My second hope now, is that openGL ES progress on the iPhone front (the only important front for Apple nowadays) will bring back improvement to the Mac OSX openGL front later…

Back to Basic Lighting now… :-)

Nicolas Buquet
www.buquet-net.com/cv/
#6
01/13/2010 (11:04 am)
LLVM? Well, this explains (a little part) of the horror that is high-end (as in "using shaders at all") OpenGL development on OSX.
#7
01/13/2010 (1:25 pm)
Apple has been using LLVM in their OpenGL drivers since 10.5.0. LLVM kicks in when 1) The driver must fall back to software rendering, and 2) Generating code to handle vertex buffer formats. Vertex buffer formats are one of the few things I have not had fail on me, and if Torque 3D is falling back to software rendering then clearly something else has gone horribly wrong.
#8
01/13/2010 (1:31 pm)
You need to put a disclaimer on this thread! Think of the children!
#9
01/13/2010 (1:37 pm)
@Alex: I've read some posts from someone in the VMWare team who was (and probably still is) having crashes when the driver decides to compile some vertex shaders to be used in software. The shaders in question belong to Portal.
#10
03/31/2010 (12:06 am)
So, Mac OSX 10.6.3 is out, and openGL 3.0 is still not of the party. It's not 100% supported : www.macgeneration.com/news/voir/149201/rendez-vous-manque-avec-opengl-3.0.
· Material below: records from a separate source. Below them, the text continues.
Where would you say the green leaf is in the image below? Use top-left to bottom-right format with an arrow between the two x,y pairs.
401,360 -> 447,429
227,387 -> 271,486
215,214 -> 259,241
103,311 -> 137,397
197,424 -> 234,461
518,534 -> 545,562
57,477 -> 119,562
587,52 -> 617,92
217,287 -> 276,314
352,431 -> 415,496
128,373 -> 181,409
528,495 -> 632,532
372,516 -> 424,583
But there seems to give a better (more efficient) openGL experience.

Does Apple need an openGL developer in Cupertino and is ashamed to ask? ;-)

Nicolas Buquet
www.buquet-net.com/cv/
#11
03/31/2010 (8:14 pm)
Valve implied they were advising Apple on GL issues. I think they would be wise to keep listening to them, as they're likely to run into every issue Alex has seen, and then some. With more game companies starting to support OS X we'll see improvements in OpenGL support, I'm sure.
#12
04/01/2010 (6:14 am)
Yeah, Valve will probably make quite some pressure on Apple to get their OpenGL drivers together. If not, expect an announcement of Mac Steam being delayed until 2011 or the Mac Source games running in the OpenGL equivalent of DX7 mode.